Tessellations have been found since the birth of civilization and it has been said that architecture begins with geometry. Since earliest times, builders relied on imitating geometric forms—like the triangular Pyramids in Egypt—and applying mathematical principles to standardize and replicate the forms.
Geometry increasingly plays a role in modeling environments and processing sensing information. But the role of geometry in architecture and engineering is also continuously evolving. Modern geometric computing provides a variety of tools for the efficient design, analysis, and manufacturing of complex shapes.

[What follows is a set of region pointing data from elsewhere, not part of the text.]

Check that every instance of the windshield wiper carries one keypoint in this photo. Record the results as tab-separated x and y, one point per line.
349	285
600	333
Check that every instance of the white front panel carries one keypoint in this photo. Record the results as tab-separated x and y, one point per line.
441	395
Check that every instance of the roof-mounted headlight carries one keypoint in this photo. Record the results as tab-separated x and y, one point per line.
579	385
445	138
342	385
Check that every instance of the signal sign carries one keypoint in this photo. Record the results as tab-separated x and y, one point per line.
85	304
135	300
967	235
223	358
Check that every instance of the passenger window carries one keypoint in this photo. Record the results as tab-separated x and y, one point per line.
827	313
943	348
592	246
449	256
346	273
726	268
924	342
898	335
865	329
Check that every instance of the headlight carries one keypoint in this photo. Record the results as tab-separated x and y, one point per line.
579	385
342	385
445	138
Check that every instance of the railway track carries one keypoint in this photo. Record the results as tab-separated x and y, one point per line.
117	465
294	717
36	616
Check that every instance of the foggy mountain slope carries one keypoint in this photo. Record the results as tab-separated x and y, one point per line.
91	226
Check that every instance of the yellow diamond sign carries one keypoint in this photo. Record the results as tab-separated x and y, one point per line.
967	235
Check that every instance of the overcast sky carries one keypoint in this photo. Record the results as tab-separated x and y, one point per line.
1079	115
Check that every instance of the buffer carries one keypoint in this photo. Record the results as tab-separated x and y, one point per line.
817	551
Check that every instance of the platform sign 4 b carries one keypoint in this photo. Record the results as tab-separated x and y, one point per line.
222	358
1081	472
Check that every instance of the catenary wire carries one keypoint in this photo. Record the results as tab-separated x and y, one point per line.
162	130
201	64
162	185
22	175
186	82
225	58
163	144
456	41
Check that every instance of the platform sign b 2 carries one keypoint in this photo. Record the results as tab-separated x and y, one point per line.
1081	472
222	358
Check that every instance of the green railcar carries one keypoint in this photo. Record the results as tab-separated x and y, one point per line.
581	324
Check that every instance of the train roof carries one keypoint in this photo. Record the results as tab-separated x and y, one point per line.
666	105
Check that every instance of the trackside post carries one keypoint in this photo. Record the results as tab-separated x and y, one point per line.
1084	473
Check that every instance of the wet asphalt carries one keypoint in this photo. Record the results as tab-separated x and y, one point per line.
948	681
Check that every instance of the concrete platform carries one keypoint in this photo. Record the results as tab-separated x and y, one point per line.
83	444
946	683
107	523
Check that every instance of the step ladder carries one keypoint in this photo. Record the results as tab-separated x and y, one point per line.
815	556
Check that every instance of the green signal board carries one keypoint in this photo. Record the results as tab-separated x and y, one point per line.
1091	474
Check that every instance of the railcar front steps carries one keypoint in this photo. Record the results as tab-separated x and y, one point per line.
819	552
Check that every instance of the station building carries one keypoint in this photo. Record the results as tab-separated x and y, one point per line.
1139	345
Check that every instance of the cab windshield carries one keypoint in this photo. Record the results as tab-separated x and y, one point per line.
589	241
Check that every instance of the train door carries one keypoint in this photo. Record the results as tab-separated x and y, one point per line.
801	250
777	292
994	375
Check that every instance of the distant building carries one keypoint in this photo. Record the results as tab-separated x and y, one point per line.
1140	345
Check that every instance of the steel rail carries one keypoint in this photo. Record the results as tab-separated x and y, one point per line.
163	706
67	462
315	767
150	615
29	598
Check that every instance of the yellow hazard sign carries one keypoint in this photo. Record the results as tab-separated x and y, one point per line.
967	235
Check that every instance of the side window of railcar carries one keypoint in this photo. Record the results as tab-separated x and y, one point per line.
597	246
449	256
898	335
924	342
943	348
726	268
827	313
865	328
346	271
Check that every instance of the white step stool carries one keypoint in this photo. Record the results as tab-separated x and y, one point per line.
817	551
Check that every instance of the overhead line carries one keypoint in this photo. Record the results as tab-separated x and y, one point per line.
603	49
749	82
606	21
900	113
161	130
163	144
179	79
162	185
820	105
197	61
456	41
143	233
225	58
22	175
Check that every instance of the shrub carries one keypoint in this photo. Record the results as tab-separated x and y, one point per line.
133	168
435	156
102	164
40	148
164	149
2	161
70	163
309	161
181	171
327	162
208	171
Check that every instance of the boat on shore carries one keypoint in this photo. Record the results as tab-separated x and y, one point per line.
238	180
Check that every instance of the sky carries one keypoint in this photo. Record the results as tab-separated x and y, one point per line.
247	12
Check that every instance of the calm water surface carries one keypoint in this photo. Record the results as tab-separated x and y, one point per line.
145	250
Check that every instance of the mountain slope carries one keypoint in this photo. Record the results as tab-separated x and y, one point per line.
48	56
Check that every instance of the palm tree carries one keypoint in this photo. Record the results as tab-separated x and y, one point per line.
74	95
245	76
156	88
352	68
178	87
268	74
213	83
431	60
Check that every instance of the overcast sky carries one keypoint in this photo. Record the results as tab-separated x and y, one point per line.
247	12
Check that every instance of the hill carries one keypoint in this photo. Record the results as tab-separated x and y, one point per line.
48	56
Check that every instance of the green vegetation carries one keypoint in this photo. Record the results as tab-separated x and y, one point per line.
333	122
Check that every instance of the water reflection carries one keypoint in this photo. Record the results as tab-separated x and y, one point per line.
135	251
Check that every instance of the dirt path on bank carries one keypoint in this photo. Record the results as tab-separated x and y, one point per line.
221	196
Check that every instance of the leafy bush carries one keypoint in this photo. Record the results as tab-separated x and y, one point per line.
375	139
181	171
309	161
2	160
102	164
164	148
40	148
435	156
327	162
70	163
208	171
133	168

For instance, tessellation plays a significant role in architectural geometry design, which is widely used both through history of architecture and in modern architectural design with the help of computer technology. In terms of dimensions, there are two- dimensional tessellations and three-dimensional tessellations; in terms of symmetry, there are periodic tessellations and aperiodic tessellations. The development of Computer technology enables tessellation to be more powerful, as seen in surface control, surface display and structure design, and etc.
Now more than ever, Sacred Geometry is at the crossroads between art and science, with material innovation inspired by the technical and artistic aspects of geometry. Material makers are often inspired by nature and the natural patterns that come from it, looking to replicate or mimic nature.